While some applications are still being built on a monolithic (all-in-one) architecture – i.e., all components in a single code base, on a single server, connected to the internet – an increasing number of them is now based on the microservices architecture, with each application microservice a self-contained functionality, “housed” in a container managed by an orchestrator like Kubernetes, deployed on the cloud (public or private), and communicating with other application microservices over the network in runtime.

But with applications no longer self-contained, security vulnerabilities are no longer present just in the code; vulnerabilities can “start” on one microservice, go through multiple components, and “finish” on a different microservice.

“We are no longer dealing with just vulnerabilities, but also with vulnerable flows between microservices. On top of that, as cloud-native applications are built on multiple infrastructure layers – the container, the cluster, and the cloud – they way these layers are configured affects what a hacker can do with these vulnerabilities,” notes Ron Vider, one of the co-founders and the CTO of Oxeye.

Modern architectures require modern AppSec testing solutions

This dramatic change in how applications are structured has made traditional approaches to application security ineffectual and has created security blind spots for AppSec and DevOps teams.

“Old-school” software composition analysis (SCA) and static, dynamic, and interactive application security testing (SAST, DAST, IAST) tools are run independently, are not synchronized with one another, and are unable to cross-reference and use enriched data from other code layers in the environment. The incomplete and inaccurate results they provide when testing cloud-native apps have made it obvious that a new approach and new, better tools are needed.

cloud-native AppSec testing

Oxeye is one such tool. It essentially combines all AST methodologies with a new generation of security control assessment capabilities and, as a result, excels in finding and correctly prioritizing vulnerabilities in cloud-native applications that need to be addressed. It helps clear the noise of false positives/negatives delivered by legacy solutions, and allows developers and AppSec teams to focus on high-risk, critical vulnerabilities.

Getting started with Oxeye is fantastically easy: you need to deploy a single component (Oxeye Observer) into your staging or testing environment, and you do it by using a single YAML file containing its definitions.

cloud-native AppSec testing

“The Oxeye Observer immediately starts running within the cluster and starts it automatic discovery process,” Vider told Help Net Security.
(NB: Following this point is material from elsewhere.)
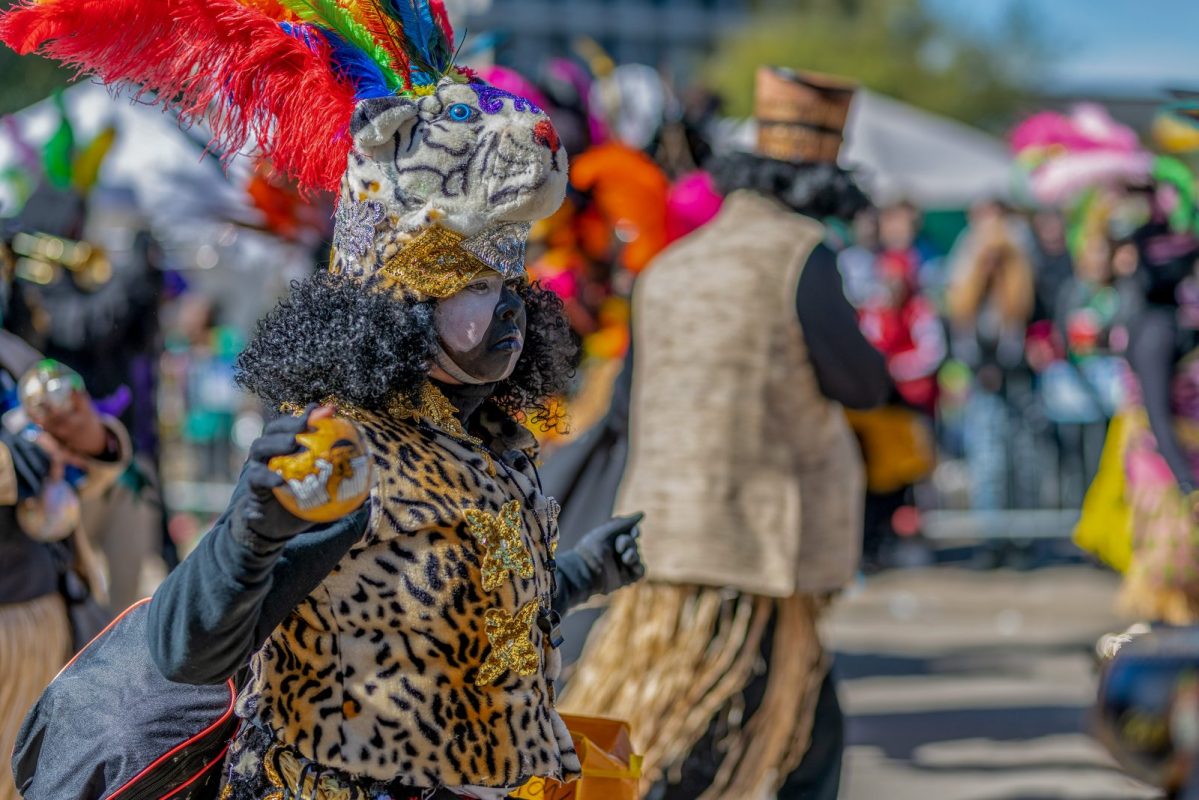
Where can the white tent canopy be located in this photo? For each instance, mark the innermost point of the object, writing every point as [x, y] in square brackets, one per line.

“First it analyzes the infrastructure to understand how the application is configured, and it does that by communicating with the with the Docker API, the containerd API, the Kubernetes API and the cloud provider API, and fetching the relevant configuration. Then, it detects potential vulnerabilities in the code (the application’s code and the third-party components). Next, it analyzes the communication between the different components and traces their flow. Finally, it validates the found vulnerabilities by sending payloads to the application and analyzing its behavior, to understand whether it’s exploitable or not.”